Two members of my security team gave their two-weeks’ notice this week. Each departed for different reasons. Our most technical security engineer left to start his own company. Our security auditor jumped ship for one of the big consulting companies. It offered him a significant salary increase, more vacation time and the opportunity to build his own team.
We tried to keep both of them, without success. In my experience with the information security business, the average tenure for a security engineer seems to be about a year. Even in today’s uncertain economic climate, keeping security professionals is a problem. But the more immediate question is, How do I keep things going until I can hire and train replacements?
With two staffers leaving at the same time, I have to make changes to the way we’ve been managing our security infrastructure. My role is expanded until we can find qualified replacements. I know that it will probably take at least a month to find people. And once we find and hire qualified candidates, it will take another month to train them and bring them up to speed. For at least two months, then, I must take responsibility for the infrastructure and programs that the workers were managing or try to delegate them.
The department’s core deployments include an intrusion-detection system, a two-factor authentication system and firewall management. In addition, we still have architecture reviews, audits, secure server baseline construction, policy creation and review, and plenty of other one-off issues that typically plague the department.
In order to deal with the increased workload, I need to off-load certain aspects of our daily activities to other areas of the company. This week, I focused on our intrusion-detection system deployment and our SecurID authentication infrastructure. The security department is responsible for incident response related to alerts generated by Tripwire, from Portland, Ore.-based Tripwire Inc. We are also responsible for the day-to-day administrative activities related to the SecurID infrastructure.
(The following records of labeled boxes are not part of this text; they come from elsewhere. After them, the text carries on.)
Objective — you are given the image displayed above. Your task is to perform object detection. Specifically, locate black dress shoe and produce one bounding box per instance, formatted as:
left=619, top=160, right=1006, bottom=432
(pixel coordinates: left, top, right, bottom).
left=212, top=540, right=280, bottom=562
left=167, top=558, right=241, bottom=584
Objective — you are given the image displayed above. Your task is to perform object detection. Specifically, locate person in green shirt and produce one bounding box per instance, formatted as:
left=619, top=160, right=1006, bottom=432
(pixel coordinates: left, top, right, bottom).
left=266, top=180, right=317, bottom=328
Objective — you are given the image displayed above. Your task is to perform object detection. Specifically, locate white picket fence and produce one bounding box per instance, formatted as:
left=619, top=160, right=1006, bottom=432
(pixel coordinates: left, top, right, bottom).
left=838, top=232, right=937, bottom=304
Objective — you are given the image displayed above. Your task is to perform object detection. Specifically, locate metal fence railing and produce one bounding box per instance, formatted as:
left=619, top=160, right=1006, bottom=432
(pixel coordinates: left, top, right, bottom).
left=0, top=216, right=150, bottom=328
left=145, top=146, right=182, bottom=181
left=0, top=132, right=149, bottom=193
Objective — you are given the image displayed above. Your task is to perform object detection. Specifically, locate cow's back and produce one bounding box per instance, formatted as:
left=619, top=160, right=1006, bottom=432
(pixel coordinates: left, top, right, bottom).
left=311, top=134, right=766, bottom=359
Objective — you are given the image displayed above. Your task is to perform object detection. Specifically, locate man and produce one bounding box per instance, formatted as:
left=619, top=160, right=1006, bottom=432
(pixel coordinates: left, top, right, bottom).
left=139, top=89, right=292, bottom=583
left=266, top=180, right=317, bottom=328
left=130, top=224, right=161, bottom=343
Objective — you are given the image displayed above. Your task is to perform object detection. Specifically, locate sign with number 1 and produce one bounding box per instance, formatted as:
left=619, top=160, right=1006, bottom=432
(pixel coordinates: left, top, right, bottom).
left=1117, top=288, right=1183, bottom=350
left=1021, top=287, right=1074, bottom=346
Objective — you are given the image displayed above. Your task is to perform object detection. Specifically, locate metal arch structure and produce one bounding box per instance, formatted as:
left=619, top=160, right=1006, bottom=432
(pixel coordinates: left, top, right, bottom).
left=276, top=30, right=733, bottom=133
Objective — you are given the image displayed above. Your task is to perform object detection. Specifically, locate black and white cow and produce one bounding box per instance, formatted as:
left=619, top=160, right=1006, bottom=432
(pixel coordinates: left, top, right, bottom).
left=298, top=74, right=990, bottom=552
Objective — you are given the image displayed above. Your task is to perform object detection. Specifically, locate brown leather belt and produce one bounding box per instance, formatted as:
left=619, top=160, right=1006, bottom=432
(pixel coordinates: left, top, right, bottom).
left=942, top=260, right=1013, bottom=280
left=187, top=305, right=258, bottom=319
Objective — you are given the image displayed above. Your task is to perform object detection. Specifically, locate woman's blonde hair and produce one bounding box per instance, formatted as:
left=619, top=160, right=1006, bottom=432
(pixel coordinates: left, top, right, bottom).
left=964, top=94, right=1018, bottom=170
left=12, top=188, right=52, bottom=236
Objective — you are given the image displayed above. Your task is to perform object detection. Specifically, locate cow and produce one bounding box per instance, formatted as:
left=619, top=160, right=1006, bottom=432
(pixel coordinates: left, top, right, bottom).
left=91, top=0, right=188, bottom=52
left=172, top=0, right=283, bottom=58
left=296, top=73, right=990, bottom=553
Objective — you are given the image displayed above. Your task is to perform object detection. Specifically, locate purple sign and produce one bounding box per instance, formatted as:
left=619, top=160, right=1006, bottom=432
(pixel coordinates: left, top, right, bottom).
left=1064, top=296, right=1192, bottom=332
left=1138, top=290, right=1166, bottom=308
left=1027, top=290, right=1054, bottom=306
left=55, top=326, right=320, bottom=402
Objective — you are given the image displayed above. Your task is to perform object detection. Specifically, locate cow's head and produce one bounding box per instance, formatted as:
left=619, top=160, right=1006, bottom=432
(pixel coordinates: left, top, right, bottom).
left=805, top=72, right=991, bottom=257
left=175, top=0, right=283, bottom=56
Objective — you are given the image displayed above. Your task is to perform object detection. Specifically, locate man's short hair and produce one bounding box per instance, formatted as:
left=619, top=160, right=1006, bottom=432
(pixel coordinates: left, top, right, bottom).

We run Tripwire on more than 50 Unix servers within our DMZ and corporate network. They are currently configured to send alerts via e-mail to an alias account to which the security department and the Unix administrator are subscribers. I also configured Tripwire to run a check on five especially critical files at 10-minute intervals. For example, the /etc/passwd and the /etc/shadow files contain information on accounts and passwords. If someone were to add an account, the password and shadow files would change, and Tripwire would issue an alert on that change. If Tripwire detects a change in any of the critical files I’ve identified, it sends an alert to my cell phone.
I don’t receive a significant amount of alert traffic, but in order to concentrate on other aspects of our security infrastructure, I need to off-load the incident response to another trusted area of the organization.
So I met with the manager of my company’s network operations center (NOC) and explained the situation. We agreed to have the NOC analysts help out by receiving and responding to Tripwire alerts. I will also configure Tripwire to send Simple Network Management Protocol trap alerts to our central enterprise management application.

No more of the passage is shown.